Characteristics of Sr-doped LaNiO₂

Infinte-layer nickelates, RNiO₂ (R = La, Nd, Pr), have garnered continued interest since it was discovered they were superconducting [1] in the hopes of a better understanding of superconductivity in unconventional superconductors. Work [2] on the normal state of the undoped RNiO₂ (R = La, Nd), revealed a high temperature Curie-Weiss (CW) regime and a low tempterature Fermi Liquid (FL) regime. We perform charge self-consistent density function theory plus dynamical mean-field theory (DFT+DMFT) calculations on La_1-xSr_xNiO₂ to determine the effects of doping on the temperature phase boundaries for the the CW and FL regimes. We simulate the doping level using supercells for a range of dopings similar to that of experimental dopings (x=0.11-0.5).

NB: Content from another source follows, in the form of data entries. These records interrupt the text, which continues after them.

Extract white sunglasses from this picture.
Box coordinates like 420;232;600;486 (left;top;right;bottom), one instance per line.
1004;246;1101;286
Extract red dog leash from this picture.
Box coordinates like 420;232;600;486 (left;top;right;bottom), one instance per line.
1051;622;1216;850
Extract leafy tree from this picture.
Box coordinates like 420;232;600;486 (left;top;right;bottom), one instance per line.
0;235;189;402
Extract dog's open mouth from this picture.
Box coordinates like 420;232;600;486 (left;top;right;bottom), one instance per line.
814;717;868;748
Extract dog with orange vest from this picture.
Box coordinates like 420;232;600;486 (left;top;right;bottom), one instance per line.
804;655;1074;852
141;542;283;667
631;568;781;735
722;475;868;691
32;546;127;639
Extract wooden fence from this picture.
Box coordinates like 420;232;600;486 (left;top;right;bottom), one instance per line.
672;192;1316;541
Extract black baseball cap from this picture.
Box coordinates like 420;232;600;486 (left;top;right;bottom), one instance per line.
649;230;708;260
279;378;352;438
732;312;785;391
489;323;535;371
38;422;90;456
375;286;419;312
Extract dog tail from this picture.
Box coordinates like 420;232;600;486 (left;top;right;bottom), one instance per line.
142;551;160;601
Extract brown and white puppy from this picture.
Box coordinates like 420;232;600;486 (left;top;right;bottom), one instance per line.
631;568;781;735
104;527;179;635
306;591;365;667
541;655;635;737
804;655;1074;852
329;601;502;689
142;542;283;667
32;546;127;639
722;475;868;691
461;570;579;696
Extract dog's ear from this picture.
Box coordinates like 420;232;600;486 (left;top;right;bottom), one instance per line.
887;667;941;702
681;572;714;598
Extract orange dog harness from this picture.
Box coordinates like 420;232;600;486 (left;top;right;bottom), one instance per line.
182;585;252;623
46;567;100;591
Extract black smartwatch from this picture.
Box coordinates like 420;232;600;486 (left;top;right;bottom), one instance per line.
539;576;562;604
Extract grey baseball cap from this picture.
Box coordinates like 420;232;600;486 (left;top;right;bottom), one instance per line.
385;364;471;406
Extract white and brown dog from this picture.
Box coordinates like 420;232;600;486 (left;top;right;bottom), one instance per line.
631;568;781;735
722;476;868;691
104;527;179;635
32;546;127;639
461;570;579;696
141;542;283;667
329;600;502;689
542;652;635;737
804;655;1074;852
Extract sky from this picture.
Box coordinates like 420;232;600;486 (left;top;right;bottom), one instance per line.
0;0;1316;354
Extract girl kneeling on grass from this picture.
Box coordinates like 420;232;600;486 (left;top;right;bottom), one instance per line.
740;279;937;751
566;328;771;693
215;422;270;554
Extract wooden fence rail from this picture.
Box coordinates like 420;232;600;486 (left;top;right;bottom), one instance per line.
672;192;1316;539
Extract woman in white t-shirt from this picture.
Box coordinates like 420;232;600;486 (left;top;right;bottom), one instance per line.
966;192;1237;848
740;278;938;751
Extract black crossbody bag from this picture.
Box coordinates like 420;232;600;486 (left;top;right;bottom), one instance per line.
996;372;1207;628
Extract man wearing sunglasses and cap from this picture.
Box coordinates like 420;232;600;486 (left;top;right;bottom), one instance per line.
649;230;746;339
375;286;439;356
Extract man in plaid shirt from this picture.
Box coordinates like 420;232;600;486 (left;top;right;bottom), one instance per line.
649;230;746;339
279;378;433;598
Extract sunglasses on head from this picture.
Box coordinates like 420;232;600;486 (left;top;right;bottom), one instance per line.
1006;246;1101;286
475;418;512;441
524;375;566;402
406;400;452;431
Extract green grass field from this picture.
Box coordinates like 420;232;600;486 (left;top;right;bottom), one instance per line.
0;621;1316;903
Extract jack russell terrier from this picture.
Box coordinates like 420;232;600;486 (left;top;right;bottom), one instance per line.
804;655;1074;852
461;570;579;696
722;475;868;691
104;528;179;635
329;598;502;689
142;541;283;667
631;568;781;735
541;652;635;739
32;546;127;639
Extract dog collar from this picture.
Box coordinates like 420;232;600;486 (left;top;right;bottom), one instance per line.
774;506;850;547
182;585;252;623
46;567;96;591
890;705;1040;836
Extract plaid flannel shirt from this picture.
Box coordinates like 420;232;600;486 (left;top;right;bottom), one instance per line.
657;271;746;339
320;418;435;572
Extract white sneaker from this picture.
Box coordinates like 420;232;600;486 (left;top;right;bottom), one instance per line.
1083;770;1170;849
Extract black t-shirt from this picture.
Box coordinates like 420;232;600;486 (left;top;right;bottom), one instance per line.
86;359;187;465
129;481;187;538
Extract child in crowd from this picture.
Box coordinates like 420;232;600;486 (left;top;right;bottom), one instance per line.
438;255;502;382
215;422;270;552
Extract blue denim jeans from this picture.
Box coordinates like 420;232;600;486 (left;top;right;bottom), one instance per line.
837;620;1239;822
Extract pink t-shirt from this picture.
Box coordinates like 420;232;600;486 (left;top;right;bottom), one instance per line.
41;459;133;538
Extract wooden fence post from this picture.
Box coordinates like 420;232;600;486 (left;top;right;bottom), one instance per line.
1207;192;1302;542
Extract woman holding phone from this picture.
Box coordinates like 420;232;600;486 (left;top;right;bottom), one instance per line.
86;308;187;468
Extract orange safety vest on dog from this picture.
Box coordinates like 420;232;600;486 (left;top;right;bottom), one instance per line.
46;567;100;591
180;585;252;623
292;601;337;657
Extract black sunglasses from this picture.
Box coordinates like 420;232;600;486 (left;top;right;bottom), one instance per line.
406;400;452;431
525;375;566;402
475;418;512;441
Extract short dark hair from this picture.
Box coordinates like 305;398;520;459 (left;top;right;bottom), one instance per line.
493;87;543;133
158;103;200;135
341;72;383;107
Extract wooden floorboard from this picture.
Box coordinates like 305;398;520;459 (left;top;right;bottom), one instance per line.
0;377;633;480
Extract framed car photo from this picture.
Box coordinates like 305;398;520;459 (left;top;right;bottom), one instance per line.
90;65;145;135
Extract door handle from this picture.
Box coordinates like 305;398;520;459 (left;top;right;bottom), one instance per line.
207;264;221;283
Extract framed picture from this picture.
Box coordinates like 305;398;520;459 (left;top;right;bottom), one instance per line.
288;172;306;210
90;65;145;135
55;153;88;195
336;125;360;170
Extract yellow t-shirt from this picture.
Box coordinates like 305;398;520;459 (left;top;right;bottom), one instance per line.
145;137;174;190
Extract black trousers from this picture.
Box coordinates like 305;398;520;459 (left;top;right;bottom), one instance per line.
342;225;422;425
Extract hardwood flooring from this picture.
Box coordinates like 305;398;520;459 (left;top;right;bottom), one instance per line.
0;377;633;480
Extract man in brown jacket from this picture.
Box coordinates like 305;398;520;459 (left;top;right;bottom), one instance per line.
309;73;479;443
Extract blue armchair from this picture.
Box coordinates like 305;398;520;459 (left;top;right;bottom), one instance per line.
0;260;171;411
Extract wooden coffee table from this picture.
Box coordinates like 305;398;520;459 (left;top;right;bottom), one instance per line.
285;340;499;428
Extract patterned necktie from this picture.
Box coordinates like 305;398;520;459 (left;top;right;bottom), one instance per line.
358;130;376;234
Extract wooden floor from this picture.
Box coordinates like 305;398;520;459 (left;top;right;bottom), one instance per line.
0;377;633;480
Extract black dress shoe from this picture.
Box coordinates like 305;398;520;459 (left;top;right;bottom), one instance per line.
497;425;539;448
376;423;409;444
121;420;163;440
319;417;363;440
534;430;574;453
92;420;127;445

We find that in a certain range of doping the FL regime becomes diminished and the system exhibits fluctuating moment behavior down to low temperature for certain nickel sites. This may have consequences for superconductivity. Above this range of doping, the system approaches a state similar to the undoped compound.

[1] D. Li, K. Lee, Y. Wang, M. Osada, S. Crossley, H. R. Lee, Y. Cui, Y. Hikita, and H. Y. Hwang, Nature 572, 624 (2019)

[2] G. L. Pascut, L. Cosovanu, K. Haule, and K. F. Quader, Commun Phys 6, 45 (2023)